Choice comes with costs
Awhile back I was chatting to a student. We had met say half a dozen times over a few years, and we gossiped widely. He was now returning back overseas, setting out on a surgical career after deciding that the UK postgraduate system wasn’t as good as he could get elsewhere. As we parted, he thanked me for the various conversations, muttering that it was good to hear how things had been in the past. I might have taken it as putdown — like when my children were younger and any conversation about ‘olden days’, meaning anything from the past thousand years was viewed as something I had firsthand experience of. The more interesting points are: not all change is good (here is an amateur geneticist speaking), and knowledge of how things once worked is not irrelevant to any future; and second, that often in medicine our thoughts about undergraduate medicine are deeply influenced by our own experience. The problem for me is that this experience was close to 35-40 years ago.
Listening to students is hard. I don’t mean passive listening, but when you try and interrogate students about how they see things, trying to momentarily forget how you see things. And of course, why they see things in a particular way. Listening this way is an act of imagination, which is why it is tough, but worth doing.
One conversation I filed away was about one facet of lectures (and I am not going to digress into the ‘what is the value of lectures’ as I think it is a misinformed trope). A group of students were saying how tedious they found many of them, but when I said ‘why go’ (because I ‘never’ did) they pointed out the main purpose of lectures was to provide information on what might come up in the exam. They pointed out some potent examples of where trivial information was presented in a lecture, and that same factoid came up in an exam (and some of the stories they recall are disturbing: what chromosome is this gene on, for example). So, this got me thinking about how students work out what it is they are expected to know. And my conclusions are that it is at least worth considering that things are worse than they were once for me.
First, we need to set aside learning outcomes. Conceptually they make lots of sense, but as implemented operationally in medicine they are often dreadful (I have written before on this topic, so will not repeat myself). They are a giant pretense of apparent order.
Why do I think things may be harder than they were for me?

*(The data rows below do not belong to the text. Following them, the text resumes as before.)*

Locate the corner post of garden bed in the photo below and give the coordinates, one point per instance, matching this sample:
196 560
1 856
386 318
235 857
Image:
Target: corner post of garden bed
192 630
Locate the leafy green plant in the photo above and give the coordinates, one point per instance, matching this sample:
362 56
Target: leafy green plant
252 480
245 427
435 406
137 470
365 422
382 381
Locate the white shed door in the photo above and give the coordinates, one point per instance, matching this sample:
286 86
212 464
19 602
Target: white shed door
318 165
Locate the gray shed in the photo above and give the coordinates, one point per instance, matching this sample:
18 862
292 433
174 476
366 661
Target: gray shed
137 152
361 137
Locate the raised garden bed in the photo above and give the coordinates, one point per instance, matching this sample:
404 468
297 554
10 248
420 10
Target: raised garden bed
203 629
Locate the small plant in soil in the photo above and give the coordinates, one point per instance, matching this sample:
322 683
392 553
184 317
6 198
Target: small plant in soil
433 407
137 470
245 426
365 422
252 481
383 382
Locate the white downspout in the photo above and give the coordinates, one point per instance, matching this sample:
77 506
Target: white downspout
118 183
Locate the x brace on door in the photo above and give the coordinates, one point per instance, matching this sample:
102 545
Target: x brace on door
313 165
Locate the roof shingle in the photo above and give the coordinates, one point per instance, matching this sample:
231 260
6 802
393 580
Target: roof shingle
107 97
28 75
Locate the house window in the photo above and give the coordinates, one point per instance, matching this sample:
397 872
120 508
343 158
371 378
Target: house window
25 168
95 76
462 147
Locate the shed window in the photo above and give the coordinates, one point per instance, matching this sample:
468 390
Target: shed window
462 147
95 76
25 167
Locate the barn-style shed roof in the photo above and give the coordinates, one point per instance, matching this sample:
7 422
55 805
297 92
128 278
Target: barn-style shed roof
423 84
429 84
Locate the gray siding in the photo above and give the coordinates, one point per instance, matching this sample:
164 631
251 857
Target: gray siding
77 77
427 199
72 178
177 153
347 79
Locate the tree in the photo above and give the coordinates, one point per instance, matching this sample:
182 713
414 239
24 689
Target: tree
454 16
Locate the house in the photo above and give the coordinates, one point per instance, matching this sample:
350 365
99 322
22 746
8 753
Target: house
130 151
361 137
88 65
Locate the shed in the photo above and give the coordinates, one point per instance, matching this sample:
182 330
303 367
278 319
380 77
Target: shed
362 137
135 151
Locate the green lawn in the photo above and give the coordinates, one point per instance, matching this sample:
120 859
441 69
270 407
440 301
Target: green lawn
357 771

Well, if you decrease the frequency of lectures, and lectures — however bad and inefficient for this purpose — serve as the index of what has to be learned, you are left with a problem. Then think about books. I do not have empirical data, but it seems to me there are more and more books on any in undergraduate medicine, and if you compare different books the differences for a learner are not trivial. In any case, many books for dermatology that are said to be for students are aimed at multiple markets. It makes no sense to ‘learn the book’.
Then there is the web. So much there, so much good stuff, but lots of inaccuracy, and again not matching of content to learner’s stage. How do you treat recommendation about what is good, and the ‘search cost’ in finding that which is good, and the power of modern social media and communications to magnify and echo both what is good, and what is bad? You have to think about recommendation errors, errors in fact, and matching of content to your course. The latter point, matching to a course, is something we do not talk much about. You only have to visit two medical schools 50 miles apart and look at how curriculum time is allocated, to seriously question whether student’s can reasonably learn the same things. (Or perhaps consider the possibility that the real metacurriculum is the one the medical school publishes). Finally, the web is wonderfully anarchic, but format and approach to several different domains might benefit from some similarities in pedagogical approach — perhaps. And meaningful curation is not much in evidence.
And what about the teachers? Well, this is an easy one. There are more staff, more students, more compartments (as in specialties), and staff time is ever more fragmented. There may have never been much coherence to a medical school syllabus beyond thinking it was what you had yourself received 20-40 years earlier, but for many who teach medical students, the ‘course’ is an alien place situated somewhere between the GMC, the medical school, the NHS, and what interests — or bugs —the teacher. Education and scale are not easy bedfellows, even if all the people doing the teaching were professional educators.
In many things to do with teaching, to borrow some words from Larry Lessig (and Cass Sunstein), I am a libertarian paternalist. My take on this is that the oft quoted complaint about students — ‘they want us to tell them the exam questions!’— may reflect a genuine sense that students really know less about what they are supposed to know that I did all those years ago when the choices were not so legion.